Ingots of butter in the supermarket.

So should Kiwis expect cheaper dairy products because our agricultural sector is good at making them? That would be no, Tuffley says. Would you work for less to help out your compatriots?

“Getting cheaper products just because we make them means either asking farmers to cut their incomes on our behalf or get the Government to subside our purchase costs,” he says.

“For farmers to sell locally at a lower price than what their product is worth on international markets means they are not able to maximise the incomes they make from their work and the investment risk that they take.

“If they didn’t, farming may not be as profitable and undermine the viability of the industry. And if we get the Government to subsidise dairy purchases that comes at a cost of higher taxes (reducing our take-home pay) or through foregone spending on other areas such as health or education.

A scone for $8 or more? That's soon the reality, as The Press reporter Carly Gooch explains.

“There is a cost to artificially lowering prices.” Bugger.

Countries that make cars or mobile phones don’t sell those products for less in their domestic markets. The focus is on maximising their profitability in all the markets they sell in.

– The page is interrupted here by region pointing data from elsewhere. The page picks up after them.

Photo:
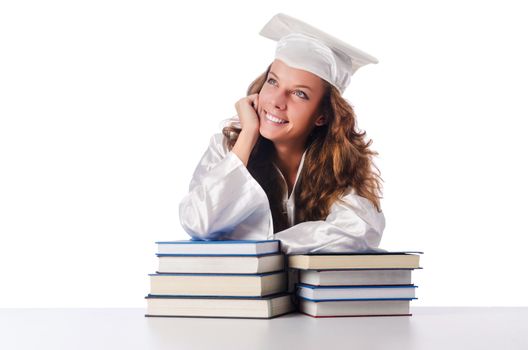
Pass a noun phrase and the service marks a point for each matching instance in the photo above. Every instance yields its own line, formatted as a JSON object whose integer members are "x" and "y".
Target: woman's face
{"x": 289, "y": 104}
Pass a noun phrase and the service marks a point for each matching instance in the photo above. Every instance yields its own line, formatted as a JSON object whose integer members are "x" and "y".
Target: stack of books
{"x": 362, "y": 284}
{"x": 242, "y": 279}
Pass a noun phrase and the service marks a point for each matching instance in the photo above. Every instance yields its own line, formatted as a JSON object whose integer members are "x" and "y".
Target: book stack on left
{"x": 240, "y": 279}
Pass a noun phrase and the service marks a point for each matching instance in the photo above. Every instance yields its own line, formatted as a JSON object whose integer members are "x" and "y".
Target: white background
{"x": 107, "y": 106}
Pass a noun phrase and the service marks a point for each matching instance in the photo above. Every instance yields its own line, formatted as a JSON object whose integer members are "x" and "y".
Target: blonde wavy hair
{"x": 338, "y": 158}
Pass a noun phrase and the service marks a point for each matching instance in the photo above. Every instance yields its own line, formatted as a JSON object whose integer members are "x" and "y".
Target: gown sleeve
{"x": 222, "y": 194}
{"x": 353, "y": 224}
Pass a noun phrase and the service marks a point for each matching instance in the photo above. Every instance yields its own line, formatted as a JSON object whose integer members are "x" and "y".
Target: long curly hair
{"x": 338, "y": 159}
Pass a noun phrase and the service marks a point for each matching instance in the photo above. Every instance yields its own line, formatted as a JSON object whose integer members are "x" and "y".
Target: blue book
{"x": 218, "y": 248}
{"x": 334, "y": 293}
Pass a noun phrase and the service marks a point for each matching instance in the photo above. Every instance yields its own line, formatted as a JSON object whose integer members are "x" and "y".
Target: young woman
{"x": 292, "y": 166}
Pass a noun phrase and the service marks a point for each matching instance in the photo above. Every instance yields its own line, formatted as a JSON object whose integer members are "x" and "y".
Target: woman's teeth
{"x": 275, "y": 119}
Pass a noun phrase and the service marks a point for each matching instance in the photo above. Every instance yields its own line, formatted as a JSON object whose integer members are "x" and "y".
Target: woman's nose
{"x": 279, "y": 100}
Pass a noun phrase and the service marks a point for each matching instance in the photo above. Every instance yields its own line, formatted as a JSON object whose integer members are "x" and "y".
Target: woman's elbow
{"x": 194, "y": 222}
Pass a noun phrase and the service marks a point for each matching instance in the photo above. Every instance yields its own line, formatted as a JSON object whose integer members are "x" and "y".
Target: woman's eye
{"x": 301, "y": 94}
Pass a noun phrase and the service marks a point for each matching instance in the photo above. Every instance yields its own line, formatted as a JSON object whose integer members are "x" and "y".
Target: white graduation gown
{"x": 226, "y": 202}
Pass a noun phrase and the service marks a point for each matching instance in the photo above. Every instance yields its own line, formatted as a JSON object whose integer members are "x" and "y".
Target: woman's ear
{"x": 321, "y": 120}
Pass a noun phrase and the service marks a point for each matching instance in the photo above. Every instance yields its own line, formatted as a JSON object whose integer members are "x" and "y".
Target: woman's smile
{"x": 274, "y": 120}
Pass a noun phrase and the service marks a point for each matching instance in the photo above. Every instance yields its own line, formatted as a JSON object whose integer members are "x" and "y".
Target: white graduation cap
{"x": 303, "y": 46}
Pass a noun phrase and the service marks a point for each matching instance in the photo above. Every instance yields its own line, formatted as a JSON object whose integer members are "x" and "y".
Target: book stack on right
{"x": 356, "y": 284}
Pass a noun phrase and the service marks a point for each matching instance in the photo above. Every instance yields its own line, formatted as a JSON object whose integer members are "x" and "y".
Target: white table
{"x": 428, "y": 328}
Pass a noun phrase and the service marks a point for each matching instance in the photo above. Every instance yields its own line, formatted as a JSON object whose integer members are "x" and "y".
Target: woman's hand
{"x": 247, "y": 110}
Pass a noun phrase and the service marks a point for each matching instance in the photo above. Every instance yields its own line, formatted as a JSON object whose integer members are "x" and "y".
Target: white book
{"x": 355, "y": 308}
{"x": 218, "y": 284}
{"x": 221, "y": 264}
{"x": 265, "y": 307}
{"x": 355, "y": 292}
{"x": 192, "y": 247}
{"x": 355, "y": 277}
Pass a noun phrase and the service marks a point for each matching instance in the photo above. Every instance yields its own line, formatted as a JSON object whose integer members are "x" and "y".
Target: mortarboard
{"x": 303, "y": 46}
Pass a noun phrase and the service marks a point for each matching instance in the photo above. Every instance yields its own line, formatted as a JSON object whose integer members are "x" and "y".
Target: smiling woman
{"x": 291, "y": 165}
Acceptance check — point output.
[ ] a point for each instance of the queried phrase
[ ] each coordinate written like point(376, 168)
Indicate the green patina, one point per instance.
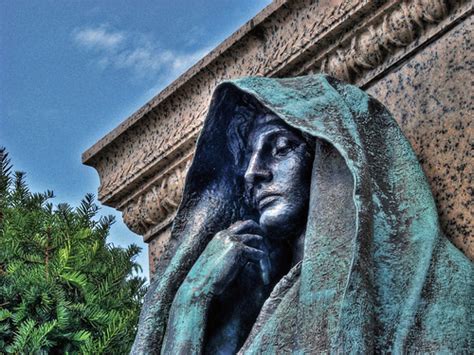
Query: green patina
point(386, 279)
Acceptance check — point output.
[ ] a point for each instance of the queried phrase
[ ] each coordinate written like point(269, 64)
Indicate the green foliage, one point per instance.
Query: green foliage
point(63, 288)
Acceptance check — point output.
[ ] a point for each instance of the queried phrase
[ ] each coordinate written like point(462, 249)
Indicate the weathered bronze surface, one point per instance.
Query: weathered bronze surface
point(306, 225)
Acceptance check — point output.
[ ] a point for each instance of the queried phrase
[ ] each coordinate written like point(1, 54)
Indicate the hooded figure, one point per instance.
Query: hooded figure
point(369, 271)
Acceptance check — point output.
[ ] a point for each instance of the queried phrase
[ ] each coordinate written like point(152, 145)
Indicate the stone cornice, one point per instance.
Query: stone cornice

And when butter goes up, that can inflate the price of alternatives, such as margarine.

“It could potentially, if people decide to switch away from butter and buy margarine in enough quantities that it ups production costs for margarine – or encourages retailers to respond by lifting the price of alternatives,” Tuffley says.

When all but 5% of our dairy produce is sold in a global market, higher prices do benefit us all.

Export prices have been increasing since March 2024 and are now 17% higher than they were a year ago, Stats NZ says. Butter prices are 38% higher than in the March 2024 quarter.

“NZ benefits. Dairy is a key export earnings for NZ, and high prices mean greater earnings and profitability for the sector,” Tuffley says.

Farmers spend that in rural communities up and down the country, they invest in and maintain their farms, and spend on themselves.

So communities, tractor dealerships, fencing contractors, builders, retail shops and many others do well.

“When our agricultural export sectors are doing well, NZ’s economy benefits – particularly outside of the urban areas.”

Let’s toast to that - go easy on the butter, though.